27 Mai 2014
| Le Dolutégravir est un nouvel antirétroviral pour traiter l'infection par le VIH/SIDA. Des données récentes présentées la semaine dernière au congrès ISHEID suggèrent qu'il pourrait aussi mettre la maladie en rémission durable.Un nouvel inhibiteur d'intégrase
Le Dolutégravir est un nouvel inhibiteur d'intégrase, l'enzyme qui permet au Virus de l'Immunodéficience Humaine (VIH) responsable du SIDA de s'inclure dans les chromosomes de nos cellules. Ainsi, il constitue un réservoir qui fait que la maladie n'est pas curable car chaque fois que la trithérapie est arrêtée, ce réservoir se réveille et le VIH se remet à se multiplier.
La seule parade trouvée à ce jour est de poursuivre la trithérapie à vie.
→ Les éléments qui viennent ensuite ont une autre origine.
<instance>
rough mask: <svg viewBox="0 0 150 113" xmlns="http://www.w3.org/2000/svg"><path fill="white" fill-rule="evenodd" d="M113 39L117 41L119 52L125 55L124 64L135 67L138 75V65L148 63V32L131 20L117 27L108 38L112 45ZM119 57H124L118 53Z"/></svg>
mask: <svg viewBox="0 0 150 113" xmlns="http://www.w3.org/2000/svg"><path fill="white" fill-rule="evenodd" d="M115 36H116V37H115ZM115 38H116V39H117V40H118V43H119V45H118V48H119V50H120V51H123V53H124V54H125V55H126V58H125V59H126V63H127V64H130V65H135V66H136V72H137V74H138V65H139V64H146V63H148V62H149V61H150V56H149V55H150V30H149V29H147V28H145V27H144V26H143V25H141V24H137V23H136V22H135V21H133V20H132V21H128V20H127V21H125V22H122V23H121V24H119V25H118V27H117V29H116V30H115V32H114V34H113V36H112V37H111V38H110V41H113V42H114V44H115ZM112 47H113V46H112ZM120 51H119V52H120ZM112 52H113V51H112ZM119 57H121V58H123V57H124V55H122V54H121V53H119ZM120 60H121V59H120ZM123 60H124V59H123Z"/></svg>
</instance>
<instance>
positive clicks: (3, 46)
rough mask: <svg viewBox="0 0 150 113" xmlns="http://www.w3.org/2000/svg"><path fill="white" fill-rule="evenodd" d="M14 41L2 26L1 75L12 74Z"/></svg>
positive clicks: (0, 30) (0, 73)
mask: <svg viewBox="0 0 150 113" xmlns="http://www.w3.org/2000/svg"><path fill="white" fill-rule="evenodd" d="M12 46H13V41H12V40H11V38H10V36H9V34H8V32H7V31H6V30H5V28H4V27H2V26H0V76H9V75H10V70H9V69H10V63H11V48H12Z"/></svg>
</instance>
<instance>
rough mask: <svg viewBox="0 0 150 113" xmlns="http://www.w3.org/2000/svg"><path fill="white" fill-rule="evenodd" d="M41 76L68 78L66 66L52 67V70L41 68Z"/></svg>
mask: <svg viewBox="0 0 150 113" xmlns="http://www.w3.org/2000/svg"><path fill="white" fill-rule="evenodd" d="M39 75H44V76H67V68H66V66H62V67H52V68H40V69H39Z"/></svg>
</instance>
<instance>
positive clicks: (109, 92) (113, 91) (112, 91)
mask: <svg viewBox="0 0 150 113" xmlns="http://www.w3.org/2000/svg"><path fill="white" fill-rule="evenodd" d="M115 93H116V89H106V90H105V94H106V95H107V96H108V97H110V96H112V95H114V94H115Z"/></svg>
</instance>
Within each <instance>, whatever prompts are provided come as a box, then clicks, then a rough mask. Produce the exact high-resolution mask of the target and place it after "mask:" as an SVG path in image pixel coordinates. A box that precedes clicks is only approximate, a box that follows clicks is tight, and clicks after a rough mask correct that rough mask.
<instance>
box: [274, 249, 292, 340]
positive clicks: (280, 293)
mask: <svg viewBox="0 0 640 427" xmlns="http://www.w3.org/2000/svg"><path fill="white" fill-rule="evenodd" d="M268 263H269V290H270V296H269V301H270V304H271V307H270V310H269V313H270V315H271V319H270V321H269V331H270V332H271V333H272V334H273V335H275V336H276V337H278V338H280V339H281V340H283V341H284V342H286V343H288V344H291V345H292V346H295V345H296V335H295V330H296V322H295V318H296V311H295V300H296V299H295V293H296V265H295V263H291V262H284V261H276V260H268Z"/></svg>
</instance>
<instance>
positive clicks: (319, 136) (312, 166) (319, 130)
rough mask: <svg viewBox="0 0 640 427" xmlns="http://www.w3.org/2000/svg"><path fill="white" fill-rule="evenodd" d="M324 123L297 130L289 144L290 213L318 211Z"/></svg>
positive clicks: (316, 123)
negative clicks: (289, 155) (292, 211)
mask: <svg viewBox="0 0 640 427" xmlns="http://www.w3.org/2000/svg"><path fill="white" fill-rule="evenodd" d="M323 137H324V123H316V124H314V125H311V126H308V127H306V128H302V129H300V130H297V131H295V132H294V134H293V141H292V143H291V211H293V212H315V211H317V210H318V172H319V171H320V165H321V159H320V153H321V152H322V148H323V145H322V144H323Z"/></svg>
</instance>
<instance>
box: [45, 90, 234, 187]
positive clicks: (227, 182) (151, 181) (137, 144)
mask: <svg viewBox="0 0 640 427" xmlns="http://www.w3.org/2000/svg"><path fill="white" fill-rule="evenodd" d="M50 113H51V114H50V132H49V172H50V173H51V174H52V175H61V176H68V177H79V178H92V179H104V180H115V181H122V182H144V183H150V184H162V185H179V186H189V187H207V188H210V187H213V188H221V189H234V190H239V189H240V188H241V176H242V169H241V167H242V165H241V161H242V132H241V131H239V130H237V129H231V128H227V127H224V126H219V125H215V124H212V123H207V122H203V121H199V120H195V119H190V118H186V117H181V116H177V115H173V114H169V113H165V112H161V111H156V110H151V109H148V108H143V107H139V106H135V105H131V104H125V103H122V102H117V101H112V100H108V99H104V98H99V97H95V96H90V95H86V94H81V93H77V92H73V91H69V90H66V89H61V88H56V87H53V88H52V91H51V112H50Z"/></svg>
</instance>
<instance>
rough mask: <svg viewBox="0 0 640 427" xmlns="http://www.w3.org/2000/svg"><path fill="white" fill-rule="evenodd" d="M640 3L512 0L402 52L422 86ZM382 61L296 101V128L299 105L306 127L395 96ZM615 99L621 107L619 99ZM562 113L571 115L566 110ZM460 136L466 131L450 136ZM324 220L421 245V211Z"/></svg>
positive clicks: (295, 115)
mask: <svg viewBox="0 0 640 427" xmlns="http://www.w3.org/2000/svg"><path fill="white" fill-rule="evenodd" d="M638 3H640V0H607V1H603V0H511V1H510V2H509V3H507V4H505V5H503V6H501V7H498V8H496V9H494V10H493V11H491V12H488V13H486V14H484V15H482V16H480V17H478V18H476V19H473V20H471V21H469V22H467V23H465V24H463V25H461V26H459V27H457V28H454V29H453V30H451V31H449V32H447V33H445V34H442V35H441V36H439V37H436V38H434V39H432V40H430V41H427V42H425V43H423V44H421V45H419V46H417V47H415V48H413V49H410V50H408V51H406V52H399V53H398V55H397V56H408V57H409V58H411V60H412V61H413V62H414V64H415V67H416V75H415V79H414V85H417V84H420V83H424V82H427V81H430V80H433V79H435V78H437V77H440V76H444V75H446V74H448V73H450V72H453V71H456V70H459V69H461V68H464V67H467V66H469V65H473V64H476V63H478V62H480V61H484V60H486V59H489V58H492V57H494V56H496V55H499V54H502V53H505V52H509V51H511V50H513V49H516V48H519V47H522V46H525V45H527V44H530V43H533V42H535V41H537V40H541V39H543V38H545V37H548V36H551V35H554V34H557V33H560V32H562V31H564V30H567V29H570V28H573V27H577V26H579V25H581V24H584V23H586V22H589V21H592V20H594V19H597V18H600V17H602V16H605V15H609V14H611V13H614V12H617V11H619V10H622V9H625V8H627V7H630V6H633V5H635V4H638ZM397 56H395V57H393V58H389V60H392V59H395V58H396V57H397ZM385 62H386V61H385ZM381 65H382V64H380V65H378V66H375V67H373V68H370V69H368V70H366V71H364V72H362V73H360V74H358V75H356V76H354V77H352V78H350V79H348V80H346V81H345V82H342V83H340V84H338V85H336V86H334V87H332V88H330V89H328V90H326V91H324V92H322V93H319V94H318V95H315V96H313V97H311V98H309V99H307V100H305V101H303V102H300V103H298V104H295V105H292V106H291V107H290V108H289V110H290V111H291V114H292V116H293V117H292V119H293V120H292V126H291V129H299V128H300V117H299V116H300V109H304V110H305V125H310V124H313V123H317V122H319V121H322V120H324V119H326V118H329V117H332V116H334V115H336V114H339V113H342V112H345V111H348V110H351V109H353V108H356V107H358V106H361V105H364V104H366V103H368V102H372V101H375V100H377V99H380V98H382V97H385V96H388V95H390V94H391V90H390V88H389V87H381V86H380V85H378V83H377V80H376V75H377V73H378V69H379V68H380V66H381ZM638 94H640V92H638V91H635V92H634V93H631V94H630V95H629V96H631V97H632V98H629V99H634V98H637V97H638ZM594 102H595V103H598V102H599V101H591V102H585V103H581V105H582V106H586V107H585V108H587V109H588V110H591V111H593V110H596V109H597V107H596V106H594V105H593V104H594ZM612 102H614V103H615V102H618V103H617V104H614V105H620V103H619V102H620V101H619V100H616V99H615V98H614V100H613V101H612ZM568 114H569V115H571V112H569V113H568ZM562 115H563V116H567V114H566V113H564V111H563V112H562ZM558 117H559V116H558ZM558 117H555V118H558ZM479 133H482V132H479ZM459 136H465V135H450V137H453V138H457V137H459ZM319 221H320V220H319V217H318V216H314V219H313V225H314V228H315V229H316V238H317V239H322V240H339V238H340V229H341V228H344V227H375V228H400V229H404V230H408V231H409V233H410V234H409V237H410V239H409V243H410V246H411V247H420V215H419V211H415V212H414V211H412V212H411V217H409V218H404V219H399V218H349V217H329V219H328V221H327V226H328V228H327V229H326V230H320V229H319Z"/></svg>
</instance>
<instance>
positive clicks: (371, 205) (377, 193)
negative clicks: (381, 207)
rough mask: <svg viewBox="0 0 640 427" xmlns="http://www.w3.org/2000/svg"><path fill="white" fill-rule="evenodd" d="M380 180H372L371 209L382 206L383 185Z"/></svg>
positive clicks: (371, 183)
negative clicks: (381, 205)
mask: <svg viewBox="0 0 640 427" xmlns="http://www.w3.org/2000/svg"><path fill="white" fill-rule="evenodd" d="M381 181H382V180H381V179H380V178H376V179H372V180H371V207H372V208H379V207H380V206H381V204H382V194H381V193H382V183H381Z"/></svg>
En effet, tous les médicaments antiviraux utilisés à ce jour ont favorisé une évolution darwinienne du VIH: le virus développe au cours du temps des mutations qui le rendent résistant aux molécules et il peut ainsi échapper à leur action. Ces mutations ont toujours été jusqu'à présent favorables au virus.
Dolutégravir : première molécule antirétrovirale semblant stopper l'évolution darwinienne du VIH
Le Dolutégravir s'avère être la première molécule antirétrovirale entraînant l'inverse: si des mutations sont sélectionnées, elles défavorisent le VIH dont la capacité réplicative (appelée fitness) est diminuée de 80%.
"Les mutations induites In vitro par le Dolutégravir sont la R263K et la H51Y" déclare le Pr Mark Wainberg de l'Université McGill de Montréal. De plus, "Il semblerait qu'une mutation compensatrice soit très difficile à faire émerger" ajoute-t-il.
Des essais cliniques désormais nécessaires pour confirmer cette hypothèse
Si un tel fait était confirmé in vivo chez les patients non pré-traités par inhibiteur d'intégrase, ceci permettrait de nouvelles hypothèses sur la mutagenèse dirigée. "Si l'on obtient ces deux mutations il est possible que le virus ne puisse se multiplier qu'à minima ou même plus du tout" déclare Pierre Dellamonica, Professeur de Maladies Infectieuses au Centre Hospitalier Universitaire de Nice.
On se trouverait ainsi dans une situation qui pourrait être comparable à celle des rétrovirus ancestraux déjà présents dans notre génome et qui ne font plus parler d'eux. Cette voie de recherche est très peu investie alors que dans des temps très anciens la nature l'a réussie. Actuellement la recherche est focalisée sur le vaccin et les tentatives d'éradication du virus. Pour le vaccin pour l'instant ni l'immunité humorale ni l'immunité cellulaire n'ont pu être stimulées de façon efficace. Quant aux tentatives d'éradication, les résultats sont décevants et risqués. "Il paraît bien utopique vu les technologies disponibles de vouloir éradiquer un virus intègré..." ajoute Pierre Dellamonica.
Il est donc légitime d'explorer cette nouvelle hypothèse en constituant une cohorte de patients traités par Dolutégravir et en mettant en place un essai clinique de traitement précoce par Dolutégravir.
Cette dernière approche permettrait de mettre le VIH hors d'état de nuire tout en préservant l'immunité cellulaire (CTL) développée contre lui, qui serait alors capable par la suite de contrôler le VIH à la place des antirétroviraux...et donc d'arrêter ceux-ci.
NB: aucun des auteurs cités n'a de conflit d'intérêt en rapport avec ce sujet.